Years later, my direct relative Moritz Zug (pron. [zux] where /x/ represents the “ich” sound in German) traveled from his home in Germany to England in order to travel by ship to America. This journey took place with his two brothers (Christian and one other) in 1742 (Harry D. Zook). When these brothers moved to America, they settled in Eastern Pennsylvania. Moritz Zug is the founder of the first Amish church in America. Moritz had a son named Johannes. Johannes had a son by the same name, Johannes Jr. When Johannes Jr. was born, the last name Zug (pron. with a very “hard /g/”) was changed to Zook. The reason for this orthographical change is because the Zugs wanted an English spelling and pronunciation of their last name. Thus, with the birth of Johannes Jr., the Zug last name was changed to Zook as the /g/ in Zug was really pronounced more like a /k/ which is reflected in the modern, English spelling of this last name. To this day, there are many Amish in the regions of Pennsylvania and Indiana with the last name “Zook”.

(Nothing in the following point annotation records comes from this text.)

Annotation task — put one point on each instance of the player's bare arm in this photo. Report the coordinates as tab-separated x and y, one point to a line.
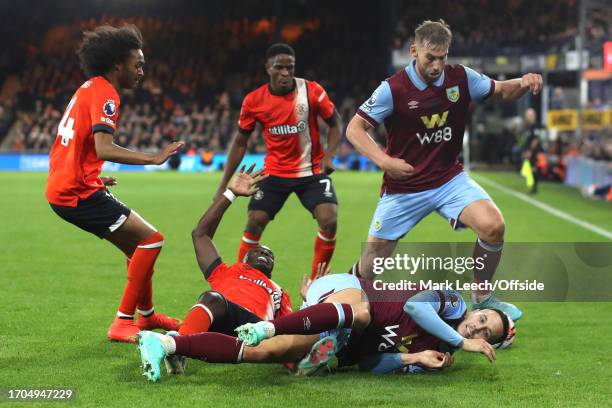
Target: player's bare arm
333	141
357	134
243	184
235	155
107	150
429	358
513	89
109	180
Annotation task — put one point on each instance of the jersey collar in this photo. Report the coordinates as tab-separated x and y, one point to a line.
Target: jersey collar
416	79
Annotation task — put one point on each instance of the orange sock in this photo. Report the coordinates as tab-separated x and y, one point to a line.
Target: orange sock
140	270
248	242
198	320
145	303
325	243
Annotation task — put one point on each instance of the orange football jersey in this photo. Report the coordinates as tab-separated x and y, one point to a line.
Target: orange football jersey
290	126
74	167
246	286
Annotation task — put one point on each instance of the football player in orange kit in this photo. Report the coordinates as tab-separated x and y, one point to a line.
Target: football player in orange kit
243	292
288	109
113	60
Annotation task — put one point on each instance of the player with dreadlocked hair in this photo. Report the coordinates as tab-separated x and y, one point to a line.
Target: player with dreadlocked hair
112	58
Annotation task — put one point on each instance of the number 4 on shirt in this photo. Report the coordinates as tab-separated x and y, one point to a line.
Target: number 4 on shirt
66	126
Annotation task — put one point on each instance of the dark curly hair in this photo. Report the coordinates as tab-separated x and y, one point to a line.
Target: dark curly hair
279	48
105	46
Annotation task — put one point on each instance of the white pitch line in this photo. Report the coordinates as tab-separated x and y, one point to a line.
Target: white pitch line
551	210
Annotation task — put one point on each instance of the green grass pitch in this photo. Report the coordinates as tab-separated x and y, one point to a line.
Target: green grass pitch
61	286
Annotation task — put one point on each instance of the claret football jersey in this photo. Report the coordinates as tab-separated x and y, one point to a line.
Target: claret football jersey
425	123
74	167
290	126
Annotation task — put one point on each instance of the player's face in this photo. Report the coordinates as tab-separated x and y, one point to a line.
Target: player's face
430	60
481	324
281	69
262	259
131	71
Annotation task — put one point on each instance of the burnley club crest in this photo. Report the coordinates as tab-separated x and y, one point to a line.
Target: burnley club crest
452	93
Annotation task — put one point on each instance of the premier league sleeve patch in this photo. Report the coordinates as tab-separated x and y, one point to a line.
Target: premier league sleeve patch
109	108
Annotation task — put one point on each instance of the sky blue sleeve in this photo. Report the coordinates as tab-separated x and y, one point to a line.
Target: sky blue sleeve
480	85
379	106
424	307
383	363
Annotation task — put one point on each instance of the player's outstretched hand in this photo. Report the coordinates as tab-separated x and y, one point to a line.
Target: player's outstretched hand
244	182
167	151
322	270
109	180
433	359
397	168
479	346
533	82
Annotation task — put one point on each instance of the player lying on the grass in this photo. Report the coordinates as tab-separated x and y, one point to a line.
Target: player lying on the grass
380	326
113	60
242	292
384	319
314	350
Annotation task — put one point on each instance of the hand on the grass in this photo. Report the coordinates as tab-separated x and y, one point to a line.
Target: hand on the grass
109	181
433	359
533	82
244	182
322	270
479	346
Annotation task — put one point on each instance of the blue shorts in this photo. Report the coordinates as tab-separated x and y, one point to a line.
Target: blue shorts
397	214
326	286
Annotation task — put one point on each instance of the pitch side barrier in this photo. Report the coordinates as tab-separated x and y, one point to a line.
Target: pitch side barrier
527	272
188	163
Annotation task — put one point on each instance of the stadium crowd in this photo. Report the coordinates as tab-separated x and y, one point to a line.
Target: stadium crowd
536	26
198	70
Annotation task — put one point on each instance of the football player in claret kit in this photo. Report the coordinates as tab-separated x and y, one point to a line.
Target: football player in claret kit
425	109
288	109
113	59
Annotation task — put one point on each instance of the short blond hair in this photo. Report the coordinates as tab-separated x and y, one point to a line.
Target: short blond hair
433	33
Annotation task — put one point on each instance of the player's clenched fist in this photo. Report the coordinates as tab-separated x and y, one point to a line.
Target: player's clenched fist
168	151
533	82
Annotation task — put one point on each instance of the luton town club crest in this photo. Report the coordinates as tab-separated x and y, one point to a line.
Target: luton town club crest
452	93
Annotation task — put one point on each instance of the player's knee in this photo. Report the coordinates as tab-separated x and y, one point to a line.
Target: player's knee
493	231
361	317
329	223
215	302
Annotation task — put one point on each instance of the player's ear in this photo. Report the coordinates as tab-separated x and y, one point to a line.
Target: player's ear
413	49
268	67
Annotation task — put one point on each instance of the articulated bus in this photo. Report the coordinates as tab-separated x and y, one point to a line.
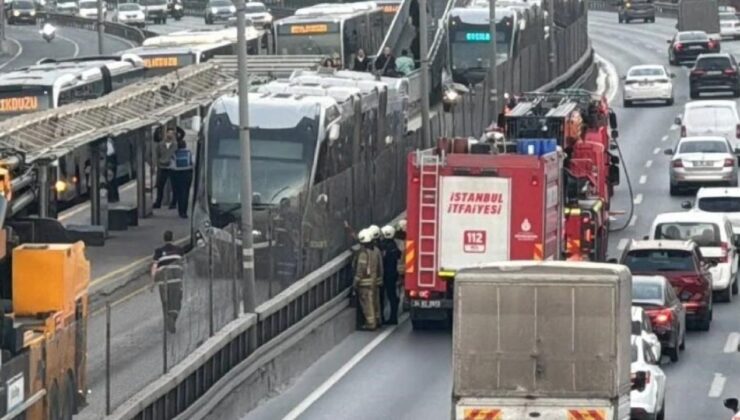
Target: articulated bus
469	38
54	83
329	29
166	53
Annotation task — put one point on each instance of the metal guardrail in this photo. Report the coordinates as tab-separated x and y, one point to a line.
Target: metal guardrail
218	358
120	30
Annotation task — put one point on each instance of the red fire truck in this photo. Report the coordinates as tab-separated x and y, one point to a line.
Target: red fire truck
541	194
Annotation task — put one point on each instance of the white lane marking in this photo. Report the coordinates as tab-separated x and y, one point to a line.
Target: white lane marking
718	384
75	44
733	339
17	53
339	374
612	77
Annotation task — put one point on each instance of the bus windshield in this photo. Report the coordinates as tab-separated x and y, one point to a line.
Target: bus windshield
17	100
281	161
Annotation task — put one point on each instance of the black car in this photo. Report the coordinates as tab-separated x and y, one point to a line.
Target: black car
655	295
687	46
636	10
21	11
714	73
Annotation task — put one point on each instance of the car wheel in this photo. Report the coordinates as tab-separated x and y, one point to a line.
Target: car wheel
673	353
725	295
661	413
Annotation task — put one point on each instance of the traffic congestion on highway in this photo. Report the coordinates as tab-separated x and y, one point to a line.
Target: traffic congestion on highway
571	254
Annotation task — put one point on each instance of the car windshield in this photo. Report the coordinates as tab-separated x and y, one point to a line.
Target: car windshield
720	204
704	146
693	36
255	8
650	71
642	290
704	234
651	260
713	63
711	116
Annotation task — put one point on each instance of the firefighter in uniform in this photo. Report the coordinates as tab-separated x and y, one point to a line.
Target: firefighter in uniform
167	273
375	233
368	269
391	256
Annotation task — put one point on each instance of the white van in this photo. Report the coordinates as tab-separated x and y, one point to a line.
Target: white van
711	118
717	242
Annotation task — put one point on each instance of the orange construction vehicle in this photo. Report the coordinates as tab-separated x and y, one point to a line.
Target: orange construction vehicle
43	338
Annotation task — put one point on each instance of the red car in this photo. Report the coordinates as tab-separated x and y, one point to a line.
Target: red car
682	264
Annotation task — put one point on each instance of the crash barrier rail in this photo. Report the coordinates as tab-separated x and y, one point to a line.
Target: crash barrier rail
119	30
668	10
215	368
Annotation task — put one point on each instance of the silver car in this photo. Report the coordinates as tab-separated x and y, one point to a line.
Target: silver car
701	161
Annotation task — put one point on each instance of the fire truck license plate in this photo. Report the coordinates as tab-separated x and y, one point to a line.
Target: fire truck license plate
474	241
426	304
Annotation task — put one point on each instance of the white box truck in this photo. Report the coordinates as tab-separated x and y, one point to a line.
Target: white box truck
699	15
544	340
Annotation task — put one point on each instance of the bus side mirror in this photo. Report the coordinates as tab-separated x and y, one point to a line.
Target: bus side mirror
334	133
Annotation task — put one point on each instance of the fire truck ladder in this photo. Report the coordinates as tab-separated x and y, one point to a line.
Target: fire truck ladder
428	208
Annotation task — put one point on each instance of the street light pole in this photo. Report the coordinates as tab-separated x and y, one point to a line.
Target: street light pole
101	27
424	53
248	294
492	73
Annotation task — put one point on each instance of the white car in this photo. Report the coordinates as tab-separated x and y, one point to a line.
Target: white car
642	327
729	25
718	200
259	14
650	402
713	233
701	160
130	14
650	82
711	118
89	9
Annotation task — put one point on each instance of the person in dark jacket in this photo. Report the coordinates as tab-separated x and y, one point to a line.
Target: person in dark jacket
391	256
362	63
386	63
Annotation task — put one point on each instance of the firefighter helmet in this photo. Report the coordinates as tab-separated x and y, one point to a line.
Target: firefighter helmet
365	237
374	231
388	232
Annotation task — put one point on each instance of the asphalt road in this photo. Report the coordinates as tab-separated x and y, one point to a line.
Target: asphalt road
402	374
29	47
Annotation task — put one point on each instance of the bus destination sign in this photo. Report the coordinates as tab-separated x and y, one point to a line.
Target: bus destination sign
19	104
161	62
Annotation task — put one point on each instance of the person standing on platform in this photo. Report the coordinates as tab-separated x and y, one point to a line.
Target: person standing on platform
165	155
181	175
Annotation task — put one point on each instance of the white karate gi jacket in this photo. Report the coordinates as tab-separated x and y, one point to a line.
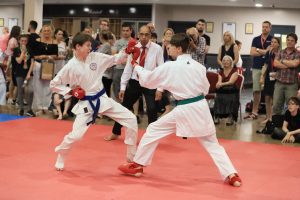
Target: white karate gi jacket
185	78
87	75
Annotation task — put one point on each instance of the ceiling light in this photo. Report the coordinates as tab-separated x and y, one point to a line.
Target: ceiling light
132	10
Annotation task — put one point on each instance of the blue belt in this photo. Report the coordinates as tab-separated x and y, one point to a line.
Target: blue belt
94	107
190	100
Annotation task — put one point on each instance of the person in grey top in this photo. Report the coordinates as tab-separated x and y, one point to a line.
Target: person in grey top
107	40
118	69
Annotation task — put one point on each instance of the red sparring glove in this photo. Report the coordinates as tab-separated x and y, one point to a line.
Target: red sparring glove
78	93
130	47
135	55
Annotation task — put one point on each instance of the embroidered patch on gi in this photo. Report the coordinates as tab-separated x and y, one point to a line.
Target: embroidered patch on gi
85	110
93	66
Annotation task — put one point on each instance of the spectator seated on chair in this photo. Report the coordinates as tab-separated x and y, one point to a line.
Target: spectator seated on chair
60	104
290	131
227	94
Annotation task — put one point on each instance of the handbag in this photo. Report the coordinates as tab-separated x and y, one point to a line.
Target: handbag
47	70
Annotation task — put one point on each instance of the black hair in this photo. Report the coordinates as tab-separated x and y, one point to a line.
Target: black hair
201	20
267	22
126	24
107	35
293	35
15	32
57	30
180	40
23	36
33	24
295	100
80	39
154	35
277	39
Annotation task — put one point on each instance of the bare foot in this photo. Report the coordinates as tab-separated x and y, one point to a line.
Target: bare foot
111	137
265	121
59	117
234	180
59	165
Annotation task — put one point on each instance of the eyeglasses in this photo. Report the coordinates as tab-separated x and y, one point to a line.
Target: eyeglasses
291	103
144	34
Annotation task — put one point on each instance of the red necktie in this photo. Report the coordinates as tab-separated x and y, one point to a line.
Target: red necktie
143	57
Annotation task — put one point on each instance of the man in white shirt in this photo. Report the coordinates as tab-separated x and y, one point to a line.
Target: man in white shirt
151	56
190	118
86	69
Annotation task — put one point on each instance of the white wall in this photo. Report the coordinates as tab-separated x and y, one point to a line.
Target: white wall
14	11
218	15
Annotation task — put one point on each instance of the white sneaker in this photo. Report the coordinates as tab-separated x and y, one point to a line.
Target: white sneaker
131	150
60	162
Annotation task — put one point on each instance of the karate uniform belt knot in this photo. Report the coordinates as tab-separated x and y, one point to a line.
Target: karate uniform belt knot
94	107
190	100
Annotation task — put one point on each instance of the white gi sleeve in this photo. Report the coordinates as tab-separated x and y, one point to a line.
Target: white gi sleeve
160	61
158	78
126	73
58	84
111	60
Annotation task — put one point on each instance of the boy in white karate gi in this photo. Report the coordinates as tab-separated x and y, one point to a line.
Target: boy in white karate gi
85	70
186	80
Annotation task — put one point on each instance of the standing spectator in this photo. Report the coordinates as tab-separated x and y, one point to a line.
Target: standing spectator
46	49
258	50
152	27
267	78
33	36
197	45
227	98
228	48
119	68
103	26
62	50
168	33
22	62
200	26
95	43
12	44
4	38
107	41
287	64
2	85
290	131
151	56
239	64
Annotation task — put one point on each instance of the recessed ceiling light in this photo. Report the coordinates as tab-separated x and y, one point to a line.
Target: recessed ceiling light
132	10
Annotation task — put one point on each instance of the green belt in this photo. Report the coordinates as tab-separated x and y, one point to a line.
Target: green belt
191	100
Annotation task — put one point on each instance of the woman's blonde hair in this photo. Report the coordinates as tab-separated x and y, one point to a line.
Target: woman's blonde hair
232	41
227	57
169	29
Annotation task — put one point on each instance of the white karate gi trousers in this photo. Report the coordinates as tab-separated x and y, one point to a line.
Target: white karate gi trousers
165	126
118	113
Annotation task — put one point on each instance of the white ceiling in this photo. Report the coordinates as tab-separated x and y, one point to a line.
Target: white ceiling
236	3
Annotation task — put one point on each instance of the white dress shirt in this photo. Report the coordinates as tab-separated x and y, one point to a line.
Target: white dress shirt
154	58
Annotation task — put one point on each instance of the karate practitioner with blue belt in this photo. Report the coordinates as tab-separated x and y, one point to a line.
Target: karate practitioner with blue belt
84	75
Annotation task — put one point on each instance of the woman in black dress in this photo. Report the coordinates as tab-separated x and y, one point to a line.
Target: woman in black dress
267	79
45	49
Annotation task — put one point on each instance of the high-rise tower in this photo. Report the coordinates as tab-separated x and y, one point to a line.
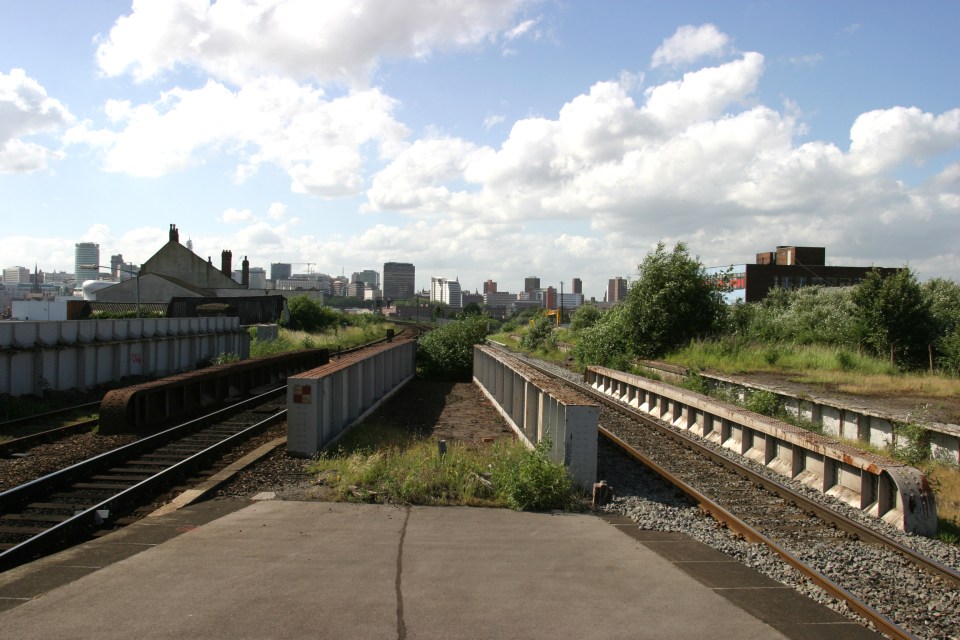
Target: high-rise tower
86	259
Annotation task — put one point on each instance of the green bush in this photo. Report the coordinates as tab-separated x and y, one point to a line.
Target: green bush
606	343
765	403
584	317
537	337
534	483
446	353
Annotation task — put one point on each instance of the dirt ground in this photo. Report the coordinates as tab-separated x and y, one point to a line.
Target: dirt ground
451	411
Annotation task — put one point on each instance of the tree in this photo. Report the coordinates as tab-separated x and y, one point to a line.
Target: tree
672	301
894	317
472	309
944	298
307	315
584	317
447	352
605	343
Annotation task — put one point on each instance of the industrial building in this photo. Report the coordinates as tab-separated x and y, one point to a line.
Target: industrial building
398	280
788	267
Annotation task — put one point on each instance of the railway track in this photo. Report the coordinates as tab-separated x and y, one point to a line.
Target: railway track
58	509
52	511
18	436
901	592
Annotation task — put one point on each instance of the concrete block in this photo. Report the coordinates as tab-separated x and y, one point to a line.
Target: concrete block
24	334
48	333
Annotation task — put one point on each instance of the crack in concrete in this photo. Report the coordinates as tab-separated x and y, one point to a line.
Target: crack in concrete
401	624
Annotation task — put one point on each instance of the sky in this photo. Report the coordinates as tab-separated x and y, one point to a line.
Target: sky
492	139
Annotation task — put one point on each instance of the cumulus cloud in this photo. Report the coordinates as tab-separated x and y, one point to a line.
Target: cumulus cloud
689	44
235	216
884	138
695	159
316	140
26	110
277	210
335	40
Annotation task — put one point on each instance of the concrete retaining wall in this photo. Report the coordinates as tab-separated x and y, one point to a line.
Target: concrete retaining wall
896	493
537	408
852	423
77	354
323	403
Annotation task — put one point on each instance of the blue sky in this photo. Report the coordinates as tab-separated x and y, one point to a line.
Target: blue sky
496	139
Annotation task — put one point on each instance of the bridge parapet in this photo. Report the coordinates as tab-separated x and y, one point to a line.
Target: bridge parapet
538	408
325	402
881	487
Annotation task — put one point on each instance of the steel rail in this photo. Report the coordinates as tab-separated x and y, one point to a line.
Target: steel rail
846	524
883	623
93	516
90	517
18	445
751	534
49	414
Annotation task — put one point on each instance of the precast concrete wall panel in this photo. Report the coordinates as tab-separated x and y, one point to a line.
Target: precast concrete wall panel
25	334
6	334
48	333
323	403
106	350
538	409
820	462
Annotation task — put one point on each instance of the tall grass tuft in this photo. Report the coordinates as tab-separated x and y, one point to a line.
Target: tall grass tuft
385	463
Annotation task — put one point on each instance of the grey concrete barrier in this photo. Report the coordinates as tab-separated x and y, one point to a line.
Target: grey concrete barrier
899	494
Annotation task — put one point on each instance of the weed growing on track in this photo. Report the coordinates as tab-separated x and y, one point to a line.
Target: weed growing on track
385	463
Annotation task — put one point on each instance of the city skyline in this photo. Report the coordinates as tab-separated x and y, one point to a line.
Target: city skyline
481	140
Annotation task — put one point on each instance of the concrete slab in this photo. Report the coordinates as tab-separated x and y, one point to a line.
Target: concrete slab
285	569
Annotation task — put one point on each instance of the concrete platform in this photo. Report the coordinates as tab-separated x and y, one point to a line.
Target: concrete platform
271	569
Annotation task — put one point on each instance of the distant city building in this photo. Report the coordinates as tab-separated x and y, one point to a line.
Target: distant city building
570	301
446	291
368	276
258	278
372	293
550	298
115	263
280	270
788	267
86	261
616	289
399	280
467	298
499	299
356	289
16	275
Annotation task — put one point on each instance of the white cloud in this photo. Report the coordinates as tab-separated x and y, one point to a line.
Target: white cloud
882	139
277	210
27	110
493	120
238	40
521	29
689	44
236	216
316	140
694	161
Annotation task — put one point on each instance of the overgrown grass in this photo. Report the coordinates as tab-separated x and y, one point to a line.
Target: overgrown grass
945	480
384	463
298	340
839	368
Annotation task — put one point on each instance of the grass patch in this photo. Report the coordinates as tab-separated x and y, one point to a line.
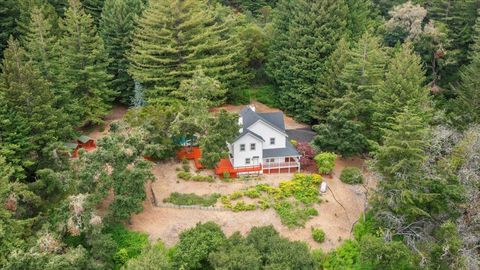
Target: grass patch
192	199
351	175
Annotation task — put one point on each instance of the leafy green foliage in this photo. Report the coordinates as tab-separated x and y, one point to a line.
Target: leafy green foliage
84	66
192	199
351	175
318	235
116	26
129	244
305	34
196	244
223	128
325	162
204	38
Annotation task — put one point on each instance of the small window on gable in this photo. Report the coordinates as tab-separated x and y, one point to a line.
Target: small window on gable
272	140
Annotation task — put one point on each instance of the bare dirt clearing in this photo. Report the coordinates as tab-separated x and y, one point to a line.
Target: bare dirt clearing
290	123
167	223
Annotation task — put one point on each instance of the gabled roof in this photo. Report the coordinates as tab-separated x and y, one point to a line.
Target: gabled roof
275	119
245	132
289	150
84	138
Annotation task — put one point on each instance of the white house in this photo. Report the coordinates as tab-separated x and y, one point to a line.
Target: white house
263	143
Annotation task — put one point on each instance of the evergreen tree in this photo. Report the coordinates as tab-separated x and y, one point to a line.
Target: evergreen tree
94	8
305	35
30	122
468	100
329	87
8	12
403	152
84	66
362	17
403	86
59	5
41	46
116	27
26	7
192	34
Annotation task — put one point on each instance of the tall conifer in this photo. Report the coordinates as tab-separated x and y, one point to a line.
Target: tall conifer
84	65
174	38
304	37
329	87
349	126
116	27
30	122
468	100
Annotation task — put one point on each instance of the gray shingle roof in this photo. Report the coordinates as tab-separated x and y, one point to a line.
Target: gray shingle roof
289	150
249	117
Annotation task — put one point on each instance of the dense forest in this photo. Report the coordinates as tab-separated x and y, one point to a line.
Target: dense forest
396	82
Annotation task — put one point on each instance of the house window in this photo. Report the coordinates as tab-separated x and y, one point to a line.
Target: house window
272	140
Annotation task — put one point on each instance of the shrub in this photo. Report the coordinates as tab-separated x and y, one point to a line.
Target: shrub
202	178
184	175
192	199
325	162
306	160
351	175
318	235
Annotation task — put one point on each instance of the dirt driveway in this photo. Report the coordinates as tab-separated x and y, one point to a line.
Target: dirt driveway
167	223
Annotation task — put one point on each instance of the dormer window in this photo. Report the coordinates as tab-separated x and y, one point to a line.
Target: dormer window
242	147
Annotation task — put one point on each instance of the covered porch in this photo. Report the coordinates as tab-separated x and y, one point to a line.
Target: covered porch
286	164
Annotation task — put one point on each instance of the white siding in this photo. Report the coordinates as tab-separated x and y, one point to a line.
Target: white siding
240	156
267	132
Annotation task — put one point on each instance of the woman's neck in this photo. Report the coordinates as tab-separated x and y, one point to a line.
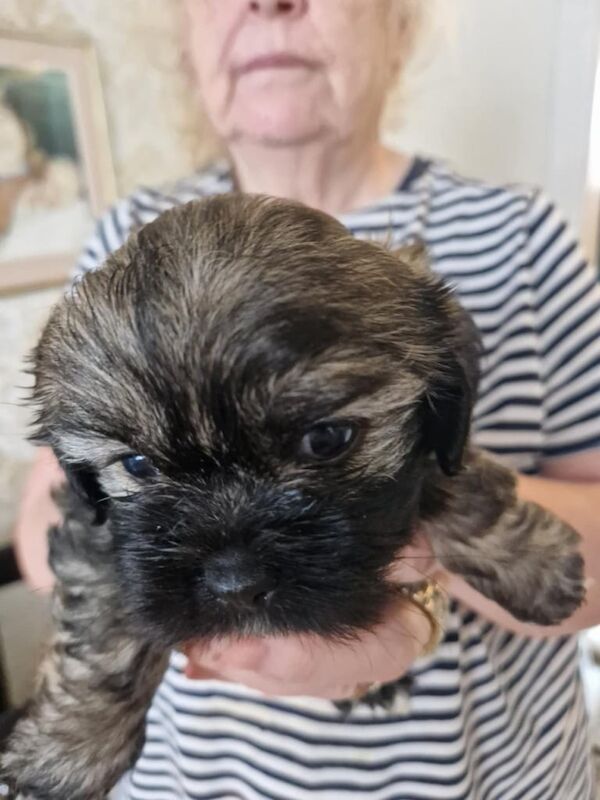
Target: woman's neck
335	179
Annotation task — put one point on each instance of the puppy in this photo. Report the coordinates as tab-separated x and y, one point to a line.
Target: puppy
242	398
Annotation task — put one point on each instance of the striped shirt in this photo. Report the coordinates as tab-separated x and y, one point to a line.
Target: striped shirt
491	715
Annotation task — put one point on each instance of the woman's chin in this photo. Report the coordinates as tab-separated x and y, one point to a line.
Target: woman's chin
277	127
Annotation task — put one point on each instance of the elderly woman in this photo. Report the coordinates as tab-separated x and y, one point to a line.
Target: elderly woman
296	89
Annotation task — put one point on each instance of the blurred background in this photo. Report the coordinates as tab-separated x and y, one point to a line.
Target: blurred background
502	90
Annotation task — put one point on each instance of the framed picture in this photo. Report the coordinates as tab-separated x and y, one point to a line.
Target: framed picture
56	174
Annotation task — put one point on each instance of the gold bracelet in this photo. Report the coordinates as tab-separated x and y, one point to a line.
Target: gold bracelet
429	598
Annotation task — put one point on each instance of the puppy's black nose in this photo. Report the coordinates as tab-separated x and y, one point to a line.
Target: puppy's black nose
236	579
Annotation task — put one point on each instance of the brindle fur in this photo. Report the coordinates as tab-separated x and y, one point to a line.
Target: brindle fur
209	343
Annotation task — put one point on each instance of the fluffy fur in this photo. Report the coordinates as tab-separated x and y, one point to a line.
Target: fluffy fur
213	343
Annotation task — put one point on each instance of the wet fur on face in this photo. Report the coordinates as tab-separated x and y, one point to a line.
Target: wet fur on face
210	344
207	350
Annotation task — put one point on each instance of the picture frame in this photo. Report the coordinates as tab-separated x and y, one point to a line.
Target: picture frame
56	171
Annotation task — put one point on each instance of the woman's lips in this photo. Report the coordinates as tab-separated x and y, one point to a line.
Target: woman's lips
275	61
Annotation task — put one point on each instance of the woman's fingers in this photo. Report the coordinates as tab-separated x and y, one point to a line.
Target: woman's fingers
315	666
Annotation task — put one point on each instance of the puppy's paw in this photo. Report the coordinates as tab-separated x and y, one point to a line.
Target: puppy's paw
531	566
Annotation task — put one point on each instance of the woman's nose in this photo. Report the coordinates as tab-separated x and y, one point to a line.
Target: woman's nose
278	8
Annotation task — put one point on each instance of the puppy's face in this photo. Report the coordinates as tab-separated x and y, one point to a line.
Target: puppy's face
251	399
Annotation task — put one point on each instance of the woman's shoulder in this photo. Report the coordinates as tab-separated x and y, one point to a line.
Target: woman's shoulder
145	204
450	187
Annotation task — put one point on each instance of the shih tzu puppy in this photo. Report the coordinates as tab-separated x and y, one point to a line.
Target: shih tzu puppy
255	412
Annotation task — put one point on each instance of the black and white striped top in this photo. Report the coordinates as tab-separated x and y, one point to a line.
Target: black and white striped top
491	716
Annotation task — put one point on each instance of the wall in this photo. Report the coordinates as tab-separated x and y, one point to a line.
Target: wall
503	93
157	133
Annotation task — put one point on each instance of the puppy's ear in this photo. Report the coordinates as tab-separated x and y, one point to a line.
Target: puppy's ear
447	417
84	482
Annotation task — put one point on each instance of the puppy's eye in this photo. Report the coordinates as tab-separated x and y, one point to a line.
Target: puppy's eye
328	441
138	466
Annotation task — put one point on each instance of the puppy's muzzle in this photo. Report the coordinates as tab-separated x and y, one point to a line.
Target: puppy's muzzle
238	581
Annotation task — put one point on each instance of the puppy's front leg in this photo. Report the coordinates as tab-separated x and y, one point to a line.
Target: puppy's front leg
85	724
512	551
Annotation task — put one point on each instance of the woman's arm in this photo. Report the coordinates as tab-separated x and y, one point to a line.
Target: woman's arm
570	488
37	512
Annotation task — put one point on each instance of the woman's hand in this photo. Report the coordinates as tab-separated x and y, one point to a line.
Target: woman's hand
310	665
37	513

My uncle, who has read Harry D. Zook’s 900+ page book containing history about our family and family’s name, told me many reasons how and why my relatives split off from the Amish church. To briefly explain, with the expansion of individual Zook families and their descendents, they began to intermarry with non-Amish women. The Zooks did, however, retain their conservative religious beliefs. My paternal grandfather considered himself “Old Mennonite” meaning he retained many of the religious beliefs. There is a close theological connection (yet not a strong life-style connection) between the Mennonites and the Baptists. My grandfather belonged to a Baptist church and my father is also Baptist (as am I). My grandfather, father, and I uphold the Amish/Mennonite belief of nonresistance (also known as pacifism), among others.
There is no direct meaning associated with Zouggenrid or Zougg, however, the last name Zaugg is a derived last name from Zougg. According to ancestry.com, the etymology for the name Zaugg is as follows: “Swiss German: from an Old High German personal name Zougo, perhaps related in meaning to ziehen ‘to pull’” (ancestry.com). When the Zouggs/Zauggs moved from Switzerland to Germany, they took on the name Zug. To this day the word “zug” means “train” in German. The etymology for the name Zook comes as a “Respelling of Swiss German Zug, a habitational name from the city and canton so named in Switzerland. This is a frequent surname among Amish and Mennonites in the U.S.” (http://genealogy.familyeducation.com). Essentially, my last name is an Americanized version of the word German word “zug” which means “train”. I asked my uncle if he knew any reason why our family would be associated either with the terms “to pull” or with “train” and he said he did not know why as he never found information that lead him to believe our ancestors had any connection with the train industry.
So! There you go! Just try to picture me (nose ring and all...) decked out in full Amish garb and you will get a glimpse of my past.